When you wake up to hear crickets singing, there’s only one thing it can mean, and that is it’s summer! Alright, I lie, it’s only spring, but springs Down Under can get so hot, you lose yourself between the seasons, and activate Summer-Time mode immediately. :):
With summer, you get fresh peaches, nectarines, and all the goodness of other stone fruits. After Rufus’ peach tart post, I set out to make it myself, but faced a number of problems. First, it wasn’t summer, and fresh peaches were not in season. And secondly, I needed a good tart pan to make the tart. Until I can get my hands on both things, I’ve opted to make some peach pie, which I wish to make again with fresh peaches. As with anything peachy and desserty, ice-cream usually is a must, but we all need to keep in shape for summer, so we all opted to keep the ice-cream in the tub… but by all means, spoil yourself with a generous scoop!
The filling for this pie was an adaptation of the 100s of recipes you’ll see out on the web. The lemon added a nice zesty flavour that complemented the sweetness of the peaches. If using fresh peaches, feel free to add a quarter cup of each sugars instead of the amounts below.
And a final heads up before the recipe, I did cheat here by using pre-made puff pastry, but what’s a busy uni student got to do? 😉
Yields: 1 ~8 inch pie, servings depend on the slice size 😉
1 1/2 sheets of puff pastry, thawed
825g can sliced peaches in syrup (about 7-8 fresh peaches)
3 tbs brown sugar
3 tbs granualted sugar
1/4 tsp ground cinnamon
3 1/2 tbs corn starch
1 tbs freshly squeezed lemon juice
1/2 tsp lemon zest
1 tbs milk
pinch of salt
Preheat the oven to 200 degrees celsius.
Lightly grease your pie tray, and line with a sheet of puff pastry.
Trim away excess edges, and poke holes through the pastry so it doesn’t puff.
Bake the pastry for 10 minutes.

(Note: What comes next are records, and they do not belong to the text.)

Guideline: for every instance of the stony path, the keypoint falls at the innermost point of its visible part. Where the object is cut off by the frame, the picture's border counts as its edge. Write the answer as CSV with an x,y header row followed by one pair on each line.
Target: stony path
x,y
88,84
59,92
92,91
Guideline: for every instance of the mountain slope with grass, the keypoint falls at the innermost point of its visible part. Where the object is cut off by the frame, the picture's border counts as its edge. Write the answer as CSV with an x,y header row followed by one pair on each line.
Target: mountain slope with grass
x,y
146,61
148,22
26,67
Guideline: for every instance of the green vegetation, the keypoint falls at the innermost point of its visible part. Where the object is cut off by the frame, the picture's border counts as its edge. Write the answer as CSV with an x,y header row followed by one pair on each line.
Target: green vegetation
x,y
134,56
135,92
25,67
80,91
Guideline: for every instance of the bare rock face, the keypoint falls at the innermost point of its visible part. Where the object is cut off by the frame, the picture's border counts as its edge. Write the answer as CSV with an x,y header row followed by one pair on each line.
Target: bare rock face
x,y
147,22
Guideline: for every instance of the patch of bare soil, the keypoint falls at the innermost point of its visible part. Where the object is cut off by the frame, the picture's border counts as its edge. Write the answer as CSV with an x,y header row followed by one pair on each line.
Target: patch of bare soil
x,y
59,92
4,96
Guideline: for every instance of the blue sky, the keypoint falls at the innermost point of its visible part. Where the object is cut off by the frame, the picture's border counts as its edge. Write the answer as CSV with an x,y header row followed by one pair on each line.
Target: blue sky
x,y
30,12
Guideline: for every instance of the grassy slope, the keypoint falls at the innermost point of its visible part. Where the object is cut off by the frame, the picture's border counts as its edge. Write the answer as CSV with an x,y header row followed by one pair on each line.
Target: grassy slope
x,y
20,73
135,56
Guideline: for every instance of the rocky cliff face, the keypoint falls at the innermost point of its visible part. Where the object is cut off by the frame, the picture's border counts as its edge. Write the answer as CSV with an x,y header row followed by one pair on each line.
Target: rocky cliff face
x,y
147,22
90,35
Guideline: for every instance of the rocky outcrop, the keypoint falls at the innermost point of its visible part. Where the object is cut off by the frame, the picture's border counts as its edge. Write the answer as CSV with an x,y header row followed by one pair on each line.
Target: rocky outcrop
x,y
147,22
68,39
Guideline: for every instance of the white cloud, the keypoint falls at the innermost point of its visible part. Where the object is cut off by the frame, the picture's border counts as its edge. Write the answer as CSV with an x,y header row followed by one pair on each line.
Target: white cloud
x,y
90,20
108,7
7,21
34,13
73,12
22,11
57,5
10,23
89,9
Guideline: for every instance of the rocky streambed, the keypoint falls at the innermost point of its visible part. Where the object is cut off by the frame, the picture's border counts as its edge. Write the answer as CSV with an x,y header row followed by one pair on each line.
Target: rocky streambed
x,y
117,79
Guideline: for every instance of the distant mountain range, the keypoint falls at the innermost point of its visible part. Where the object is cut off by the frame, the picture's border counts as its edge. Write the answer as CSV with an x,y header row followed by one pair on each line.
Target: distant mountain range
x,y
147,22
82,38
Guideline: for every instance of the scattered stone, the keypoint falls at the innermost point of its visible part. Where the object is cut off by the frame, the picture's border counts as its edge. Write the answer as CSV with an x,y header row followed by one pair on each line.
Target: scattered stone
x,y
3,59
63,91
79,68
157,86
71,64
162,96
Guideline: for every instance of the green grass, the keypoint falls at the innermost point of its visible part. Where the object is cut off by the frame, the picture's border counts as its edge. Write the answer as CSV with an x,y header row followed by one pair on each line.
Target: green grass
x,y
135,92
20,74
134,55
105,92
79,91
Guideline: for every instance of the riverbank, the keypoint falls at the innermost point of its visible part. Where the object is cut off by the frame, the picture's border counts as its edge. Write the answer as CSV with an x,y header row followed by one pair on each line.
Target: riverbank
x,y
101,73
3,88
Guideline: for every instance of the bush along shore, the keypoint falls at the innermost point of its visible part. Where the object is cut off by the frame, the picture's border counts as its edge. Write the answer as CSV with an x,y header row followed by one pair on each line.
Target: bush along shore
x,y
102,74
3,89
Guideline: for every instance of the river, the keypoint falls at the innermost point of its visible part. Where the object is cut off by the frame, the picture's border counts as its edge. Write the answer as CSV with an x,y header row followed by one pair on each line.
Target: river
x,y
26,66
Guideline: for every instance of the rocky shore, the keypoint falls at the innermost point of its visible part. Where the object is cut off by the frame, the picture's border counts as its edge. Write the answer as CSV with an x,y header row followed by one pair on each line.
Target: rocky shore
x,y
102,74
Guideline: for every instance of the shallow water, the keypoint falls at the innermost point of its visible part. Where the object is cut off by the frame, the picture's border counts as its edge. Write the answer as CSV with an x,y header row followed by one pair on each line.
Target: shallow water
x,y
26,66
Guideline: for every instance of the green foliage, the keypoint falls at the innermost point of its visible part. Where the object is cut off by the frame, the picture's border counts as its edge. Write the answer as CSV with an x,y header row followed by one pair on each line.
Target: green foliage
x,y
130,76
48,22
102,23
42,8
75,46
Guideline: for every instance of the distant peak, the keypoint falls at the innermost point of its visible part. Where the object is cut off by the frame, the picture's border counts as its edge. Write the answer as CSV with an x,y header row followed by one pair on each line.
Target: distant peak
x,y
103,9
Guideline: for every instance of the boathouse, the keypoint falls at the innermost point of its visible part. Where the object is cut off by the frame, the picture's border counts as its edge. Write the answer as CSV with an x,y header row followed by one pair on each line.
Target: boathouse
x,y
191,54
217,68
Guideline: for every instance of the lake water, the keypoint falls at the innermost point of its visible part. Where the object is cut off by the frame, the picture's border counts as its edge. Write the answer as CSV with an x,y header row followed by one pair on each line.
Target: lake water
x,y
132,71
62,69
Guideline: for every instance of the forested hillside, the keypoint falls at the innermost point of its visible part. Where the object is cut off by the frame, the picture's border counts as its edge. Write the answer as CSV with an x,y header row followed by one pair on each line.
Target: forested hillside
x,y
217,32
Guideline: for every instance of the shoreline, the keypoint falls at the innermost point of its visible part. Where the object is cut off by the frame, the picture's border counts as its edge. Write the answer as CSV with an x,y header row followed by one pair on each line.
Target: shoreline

This helps stop it from becoming soggy when you fill it.
Meanwhile, drain and roughly dice peaches, add into a large bowl. (You will need a 2 minute blanch to peel fresh peaches, then dice them).
Add in the lemon juice, zest, sugars, cinnamon, salt and starch and toss together.
Leave aside to marinade until the pastry is out of the oven and slightly cooled.
Drain excess juices from the filling and fill the pastry with the peaches.
Cut 2-cm strips of puff pastry from the 2nd sheet and arrange over the pie in a lattice pattern.
I rolled left over dough to make a border around the pie, it gave it a rustic look, this step is optional.
Brush the pie with milk to give it a golden colour.
Bake the pie at 200 degrees celsius for 20 minutes, then reduce the temperature to 180 and bake for another 30 minutes, or until golden brown.
At the 20 minute mark, I turn out the excess juices from the pie, but this is also optional. I’ve
fussy eaters little girls to please who like things very crispy 🙂
Remove from the oven and set aside to cool to room temperature before turning out of the tray, or just digging in.